Мы выходим под звуки _М_а_р_с_е_л_ь_е_з_ы.
Четверг, 3 мая.
Под давлением Совета, Керенского и, к несчастию, также Альбера Тома, Милюков решился сообщить союзным правительствам манифест, изданный 9 апреля, в котором русскому народу излагается взгляд правительства свободной России на цели войны и который резюмируется пресловутой формулой: "ни аннексий, ни контрибуций". Но он добавил еще объяснительное
примечание, которое в умышленно неопределенном расплывчатом стиле исправляет, по возможности, выводы манифеста.Совет заседал целую ночь, заявлял о своей решимости добиться того, чтобы это примечание было взято обратно и чтобы "обезвредить Милюкова". Это - острый конфликт с правительством.
С утра улицы оживляются. Повсюду образуются группы, импровизируются трибуны. Окою двух часов манифестации становятся более серьезными. У Казанского собора произошла стычка между сторонниками и противниками Милюкова; последние одерживают верх.
Скоро из казарм выходят полки; они проходят по городу, крича "Долой Милюкова"... "Долой войну"...

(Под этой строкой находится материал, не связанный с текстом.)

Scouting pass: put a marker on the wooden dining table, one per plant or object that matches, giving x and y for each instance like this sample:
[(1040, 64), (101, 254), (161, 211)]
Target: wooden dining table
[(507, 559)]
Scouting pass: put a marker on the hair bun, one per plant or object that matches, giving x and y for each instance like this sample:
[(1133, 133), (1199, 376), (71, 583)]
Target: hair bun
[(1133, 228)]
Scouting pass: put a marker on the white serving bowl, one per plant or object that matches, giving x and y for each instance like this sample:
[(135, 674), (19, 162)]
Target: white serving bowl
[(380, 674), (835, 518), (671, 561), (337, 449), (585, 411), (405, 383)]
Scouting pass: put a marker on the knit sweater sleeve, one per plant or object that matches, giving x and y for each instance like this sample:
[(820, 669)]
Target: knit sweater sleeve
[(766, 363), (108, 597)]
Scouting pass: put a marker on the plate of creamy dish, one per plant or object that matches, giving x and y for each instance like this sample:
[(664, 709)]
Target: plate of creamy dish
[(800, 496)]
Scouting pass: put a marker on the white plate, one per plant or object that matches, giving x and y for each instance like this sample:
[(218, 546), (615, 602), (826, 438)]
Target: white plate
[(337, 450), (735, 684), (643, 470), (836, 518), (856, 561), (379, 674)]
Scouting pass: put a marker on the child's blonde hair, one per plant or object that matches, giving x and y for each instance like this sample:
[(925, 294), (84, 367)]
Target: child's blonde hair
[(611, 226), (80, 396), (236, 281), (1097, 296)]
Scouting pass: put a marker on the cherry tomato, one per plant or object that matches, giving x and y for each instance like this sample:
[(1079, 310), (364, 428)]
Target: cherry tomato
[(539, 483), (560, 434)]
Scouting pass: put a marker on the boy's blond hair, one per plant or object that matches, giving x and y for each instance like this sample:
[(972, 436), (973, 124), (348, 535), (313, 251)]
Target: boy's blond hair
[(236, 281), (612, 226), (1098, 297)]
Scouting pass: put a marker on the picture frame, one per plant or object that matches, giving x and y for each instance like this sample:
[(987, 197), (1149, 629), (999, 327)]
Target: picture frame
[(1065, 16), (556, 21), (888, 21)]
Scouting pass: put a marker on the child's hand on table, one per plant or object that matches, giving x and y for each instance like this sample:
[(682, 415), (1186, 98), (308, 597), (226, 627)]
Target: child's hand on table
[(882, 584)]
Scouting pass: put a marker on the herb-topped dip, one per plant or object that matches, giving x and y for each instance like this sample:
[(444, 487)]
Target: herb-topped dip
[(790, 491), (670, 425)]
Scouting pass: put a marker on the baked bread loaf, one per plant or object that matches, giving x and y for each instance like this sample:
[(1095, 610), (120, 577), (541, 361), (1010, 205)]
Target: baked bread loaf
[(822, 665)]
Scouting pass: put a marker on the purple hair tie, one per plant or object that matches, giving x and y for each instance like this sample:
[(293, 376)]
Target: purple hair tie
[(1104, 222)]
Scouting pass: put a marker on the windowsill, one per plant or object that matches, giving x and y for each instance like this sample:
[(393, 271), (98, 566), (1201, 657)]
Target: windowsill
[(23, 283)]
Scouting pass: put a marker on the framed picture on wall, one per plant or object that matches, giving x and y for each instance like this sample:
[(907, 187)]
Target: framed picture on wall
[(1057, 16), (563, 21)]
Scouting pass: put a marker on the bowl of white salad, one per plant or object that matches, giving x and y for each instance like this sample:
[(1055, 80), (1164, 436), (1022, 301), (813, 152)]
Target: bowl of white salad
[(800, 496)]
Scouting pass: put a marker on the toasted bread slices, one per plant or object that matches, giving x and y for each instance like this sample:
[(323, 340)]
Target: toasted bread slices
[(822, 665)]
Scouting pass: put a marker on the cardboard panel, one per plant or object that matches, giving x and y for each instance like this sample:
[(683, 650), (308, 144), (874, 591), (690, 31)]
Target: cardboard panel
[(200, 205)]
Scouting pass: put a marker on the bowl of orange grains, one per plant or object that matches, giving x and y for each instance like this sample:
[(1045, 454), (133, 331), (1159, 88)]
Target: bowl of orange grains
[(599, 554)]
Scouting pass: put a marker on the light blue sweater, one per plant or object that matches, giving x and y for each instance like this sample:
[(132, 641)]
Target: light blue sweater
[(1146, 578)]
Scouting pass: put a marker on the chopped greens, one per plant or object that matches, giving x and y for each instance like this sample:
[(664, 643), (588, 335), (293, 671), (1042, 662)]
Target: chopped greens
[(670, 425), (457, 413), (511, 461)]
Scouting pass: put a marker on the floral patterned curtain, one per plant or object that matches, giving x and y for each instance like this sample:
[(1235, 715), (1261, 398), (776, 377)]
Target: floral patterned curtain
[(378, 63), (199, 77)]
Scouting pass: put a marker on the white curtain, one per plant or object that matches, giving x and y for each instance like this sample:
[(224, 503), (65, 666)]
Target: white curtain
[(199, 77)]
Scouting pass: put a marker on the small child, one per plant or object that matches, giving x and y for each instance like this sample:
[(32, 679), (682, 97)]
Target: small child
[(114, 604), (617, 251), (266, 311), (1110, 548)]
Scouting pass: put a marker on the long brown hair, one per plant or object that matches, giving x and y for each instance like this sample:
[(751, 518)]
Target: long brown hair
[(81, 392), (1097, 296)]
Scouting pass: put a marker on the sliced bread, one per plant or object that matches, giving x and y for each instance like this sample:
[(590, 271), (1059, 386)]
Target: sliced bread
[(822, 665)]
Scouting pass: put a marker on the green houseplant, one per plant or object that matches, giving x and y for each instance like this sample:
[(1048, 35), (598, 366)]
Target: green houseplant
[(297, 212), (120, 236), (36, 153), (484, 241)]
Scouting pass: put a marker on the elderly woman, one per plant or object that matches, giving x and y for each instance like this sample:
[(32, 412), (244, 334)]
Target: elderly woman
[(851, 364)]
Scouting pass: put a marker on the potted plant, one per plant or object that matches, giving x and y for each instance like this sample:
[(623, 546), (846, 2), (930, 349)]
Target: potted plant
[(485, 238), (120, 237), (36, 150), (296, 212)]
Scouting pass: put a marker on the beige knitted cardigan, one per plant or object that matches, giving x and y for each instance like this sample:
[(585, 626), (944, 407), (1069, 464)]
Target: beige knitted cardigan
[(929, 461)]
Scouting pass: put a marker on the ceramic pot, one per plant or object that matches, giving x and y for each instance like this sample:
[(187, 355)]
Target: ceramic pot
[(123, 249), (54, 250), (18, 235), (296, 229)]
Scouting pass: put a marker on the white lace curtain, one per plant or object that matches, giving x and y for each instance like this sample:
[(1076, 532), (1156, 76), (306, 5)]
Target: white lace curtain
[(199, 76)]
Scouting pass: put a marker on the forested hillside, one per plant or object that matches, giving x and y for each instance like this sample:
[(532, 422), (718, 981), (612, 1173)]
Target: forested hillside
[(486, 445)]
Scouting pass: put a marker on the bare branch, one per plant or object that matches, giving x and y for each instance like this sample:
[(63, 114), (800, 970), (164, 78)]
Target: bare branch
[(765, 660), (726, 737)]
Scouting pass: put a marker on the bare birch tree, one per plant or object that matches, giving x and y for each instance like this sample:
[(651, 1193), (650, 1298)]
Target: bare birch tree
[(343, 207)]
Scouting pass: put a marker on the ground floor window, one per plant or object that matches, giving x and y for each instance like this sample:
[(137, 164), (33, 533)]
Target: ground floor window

Правительство беспрерывно заседает в Мариинском дворце, твердо решившись на этот раз не склоняться больше перед тиранией крайних. Один Керенский воздержался от участия в этом совещании, считая, что его обязывает к такой осторожности его звание товарища председателя Совета.
Вечером волнение усиливается. У Мариинского дворца двадцать пять тысяч вооруженных людей и огромная толпа рабочих.
Положение правительства критическое, но его твердость не ослабевает. С высоты балкона, откуда видны Мариинская и Исаакиевская площади, Милюков, генерал Корнилов, Родзянко мужественно уговаривают толпу.
Вдруг распространяется слух, что верные правительству царскосельские полки идут на Петроград. Совет как будто верит этому, ибо он поспешно рассылает распоряжение прекратить манифестации. Что будет завтра!
Я думал об ужасной ошибке, которую делает Альбер Тома, поддерживая Керенского против Милюкова. Его упорствование в том, что можно было бы назвать "революционной иллюзией", заставило меня сегодня вечером отправить Рибо следующую телеграмму:
"Возможность совершающихся событий и чувство моей ответственности заставляют меня просить вас подтвердить мне прямым и нарочным приказом, что, согласно инструкций г. Альбера Тома, я должен воздержаться от сообщения вам известий".
Пятница, 4 мая.
Сегодня утром, около десяти часов, Альбер Тома, по обыкновению, пришел в посольство; я ему тотчас сообщил свою вчерашнюю телеграмму.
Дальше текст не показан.